1/4 tsp pink Himalayan salt

Juice of 1 lemon

15g dill

3 tbsp olive oil

2 courgettes, pre-spiralized

2 eggs

1 tbsp apple cider vinegar (for poaching egg)

1 tbsp harissa paste

1 tbsp water

 

Optional garnish: Chilli, sesame seeds and chopped dill

 

Method

Defrost the peas by placing them into a bowl and pouring some boiling water over the top. Leave to sit for 2 minutes and then sieve.

Put the defrosted peas, pink Himalayan salt, lemon juice, dill and olive oil into a blender or food processor and blend until a chunky mixture forms.

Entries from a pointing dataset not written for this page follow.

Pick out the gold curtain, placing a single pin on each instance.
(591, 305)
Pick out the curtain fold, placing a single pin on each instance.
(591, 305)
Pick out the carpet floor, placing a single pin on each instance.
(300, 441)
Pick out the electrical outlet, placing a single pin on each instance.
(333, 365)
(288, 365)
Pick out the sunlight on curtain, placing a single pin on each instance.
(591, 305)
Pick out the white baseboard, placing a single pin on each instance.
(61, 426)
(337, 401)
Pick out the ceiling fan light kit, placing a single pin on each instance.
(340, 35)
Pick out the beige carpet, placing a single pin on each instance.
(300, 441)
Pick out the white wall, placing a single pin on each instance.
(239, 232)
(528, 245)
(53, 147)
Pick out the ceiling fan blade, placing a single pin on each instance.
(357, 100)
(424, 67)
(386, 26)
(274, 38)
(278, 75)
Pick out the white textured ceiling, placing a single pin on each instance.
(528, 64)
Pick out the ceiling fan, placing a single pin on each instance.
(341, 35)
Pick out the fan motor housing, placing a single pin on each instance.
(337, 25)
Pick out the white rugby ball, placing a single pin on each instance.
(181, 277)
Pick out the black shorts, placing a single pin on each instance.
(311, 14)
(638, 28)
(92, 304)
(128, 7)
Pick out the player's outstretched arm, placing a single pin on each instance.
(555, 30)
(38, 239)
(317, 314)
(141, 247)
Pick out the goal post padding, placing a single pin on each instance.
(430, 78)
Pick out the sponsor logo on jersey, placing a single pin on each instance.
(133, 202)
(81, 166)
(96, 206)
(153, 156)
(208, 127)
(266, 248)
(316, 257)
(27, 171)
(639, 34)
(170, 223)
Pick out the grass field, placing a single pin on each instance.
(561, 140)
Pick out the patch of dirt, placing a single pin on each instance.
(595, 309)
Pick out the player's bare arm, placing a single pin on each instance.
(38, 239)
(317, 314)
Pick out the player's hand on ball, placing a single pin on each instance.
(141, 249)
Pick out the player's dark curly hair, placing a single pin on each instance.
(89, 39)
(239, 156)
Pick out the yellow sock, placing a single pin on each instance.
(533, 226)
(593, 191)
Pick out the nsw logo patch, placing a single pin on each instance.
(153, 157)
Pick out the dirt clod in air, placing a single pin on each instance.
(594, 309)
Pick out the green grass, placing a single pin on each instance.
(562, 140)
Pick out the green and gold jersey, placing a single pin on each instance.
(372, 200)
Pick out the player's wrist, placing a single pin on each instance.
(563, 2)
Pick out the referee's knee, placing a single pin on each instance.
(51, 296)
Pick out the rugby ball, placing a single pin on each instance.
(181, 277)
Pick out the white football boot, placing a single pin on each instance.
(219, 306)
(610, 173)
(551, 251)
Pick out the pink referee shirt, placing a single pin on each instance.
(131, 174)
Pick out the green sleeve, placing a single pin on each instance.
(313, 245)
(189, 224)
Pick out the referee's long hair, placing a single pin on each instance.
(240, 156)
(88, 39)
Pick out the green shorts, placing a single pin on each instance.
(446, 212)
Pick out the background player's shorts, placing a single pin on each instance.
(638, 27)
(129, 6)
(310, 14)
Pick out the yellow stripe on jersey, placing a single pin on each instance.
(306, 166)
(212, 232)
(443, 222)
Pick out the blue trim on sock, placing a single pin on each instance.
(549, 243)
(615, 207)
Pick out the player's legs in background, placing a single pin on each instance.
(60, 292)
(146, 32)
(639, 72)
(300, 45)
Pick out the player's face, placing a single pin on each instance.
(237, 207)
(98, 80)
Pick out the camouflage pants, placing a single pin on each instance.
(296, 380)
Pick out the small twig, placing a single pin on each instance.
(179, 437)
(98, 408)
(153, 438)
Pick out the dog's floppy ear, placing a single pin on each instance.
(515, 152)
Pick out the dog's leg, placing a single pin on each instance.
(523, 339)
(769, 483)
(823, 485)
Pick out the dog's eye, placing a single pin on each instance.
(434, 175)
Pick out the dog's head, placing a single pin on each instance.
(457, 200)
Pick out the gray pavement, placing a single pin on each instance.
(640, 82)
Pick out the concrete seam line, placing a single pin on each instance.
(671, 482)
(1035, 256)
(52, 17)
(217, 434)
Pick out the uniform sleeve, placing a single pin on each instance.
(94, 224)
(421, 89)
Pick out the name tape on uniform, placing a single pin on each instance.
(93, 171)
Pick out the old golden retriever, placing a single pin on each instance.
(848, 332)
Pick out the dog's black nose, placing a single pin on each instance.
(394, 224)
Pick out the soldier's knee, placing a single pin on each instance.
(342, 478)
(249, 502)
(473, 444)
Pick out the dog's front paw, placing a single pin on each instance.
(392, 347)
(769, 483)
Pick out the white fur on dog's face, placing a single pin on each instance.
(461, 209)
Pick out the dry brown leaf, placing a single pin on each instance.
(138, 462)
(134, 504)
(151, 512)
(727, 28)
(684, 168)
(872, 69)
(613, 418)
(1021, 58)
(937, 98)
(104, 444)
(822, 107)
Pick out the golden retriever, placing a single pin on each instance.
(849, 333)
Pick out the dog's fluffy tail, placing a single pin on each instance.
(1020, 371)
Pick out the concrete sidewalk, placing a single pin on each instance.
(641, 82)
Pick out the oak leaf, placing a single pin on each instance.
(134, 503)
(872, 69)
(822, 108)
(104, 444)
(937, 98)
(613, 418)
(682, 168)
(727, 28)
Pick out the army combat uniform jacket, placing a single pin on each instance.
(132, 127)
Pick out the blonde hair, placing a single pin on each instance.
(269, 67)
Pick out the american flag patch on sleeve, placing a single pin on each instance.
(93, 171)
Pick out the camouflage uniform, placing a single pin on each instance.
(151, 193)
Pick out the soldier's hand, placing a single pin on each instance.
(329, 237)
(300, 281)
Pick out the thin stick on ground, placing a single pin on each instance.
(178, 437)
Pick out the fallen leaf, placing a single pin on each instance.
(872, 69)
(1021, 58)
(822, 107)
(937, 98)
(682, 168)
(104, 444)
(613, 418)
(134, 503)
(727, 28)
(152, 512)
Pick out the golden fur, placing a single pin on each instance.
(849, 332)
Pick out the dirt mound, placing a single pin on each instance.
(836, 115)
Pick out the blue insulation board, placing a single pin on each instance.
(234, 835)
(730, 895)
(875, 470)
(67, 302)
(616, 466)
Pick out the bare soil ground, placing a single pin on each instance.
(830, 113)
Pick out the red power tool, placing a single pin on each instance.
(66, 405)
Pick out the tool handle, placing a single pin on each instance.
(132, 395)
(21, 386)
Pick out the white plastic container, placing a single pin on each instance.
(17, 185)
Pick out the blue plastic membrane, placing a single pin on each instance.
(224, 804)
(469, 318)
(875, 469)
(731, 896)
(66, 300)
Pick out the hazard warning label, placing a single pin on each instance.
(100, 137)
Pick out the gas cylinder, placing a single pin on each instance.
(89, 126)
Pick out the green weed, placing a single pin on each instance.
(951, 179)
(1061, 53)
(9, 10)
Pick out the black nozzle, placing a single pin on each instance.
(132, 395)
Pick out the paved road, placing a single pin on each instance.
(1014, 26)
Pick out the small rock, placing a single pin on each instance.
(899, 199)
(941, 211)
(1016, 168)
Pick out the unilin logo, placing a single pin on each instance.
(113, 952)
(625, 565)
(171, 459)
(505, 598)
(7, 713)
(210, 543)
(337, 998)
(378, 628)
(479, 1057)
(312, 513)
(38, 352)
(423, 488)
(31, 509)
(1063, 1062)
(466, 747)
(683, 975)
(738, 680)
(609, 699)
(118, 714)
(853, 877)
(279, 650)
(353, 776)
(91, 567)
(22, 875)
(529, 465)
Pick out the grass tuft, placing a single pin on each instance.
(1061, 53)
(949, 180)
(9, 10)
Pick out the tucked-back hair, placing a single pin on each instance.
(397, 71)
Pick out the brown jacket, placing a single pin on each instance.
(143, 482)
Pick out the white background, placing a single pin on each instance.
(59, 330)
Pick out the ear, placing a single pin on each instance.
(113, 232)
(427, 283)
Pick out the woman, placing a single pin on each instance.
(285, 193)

Mix the pesto through your pre-spiralized courgettes and put onto a plate.

Boil a pan of water and add 1 tbsp apple cider vinegar. Bring to a low simmer and crack both eggs into the water.

Leave to cook for 2 minutes and take out.

Serve the poached eggs over the courgettes.

Loosen the harissa paste with 1 tbsp water and drizzle over the top of the egg and serve with optional garnish.

 

Note:

If you are keeping one portion for the next day, do not mix the pesto through the courgette as it will get too wet. Just mix before you eat.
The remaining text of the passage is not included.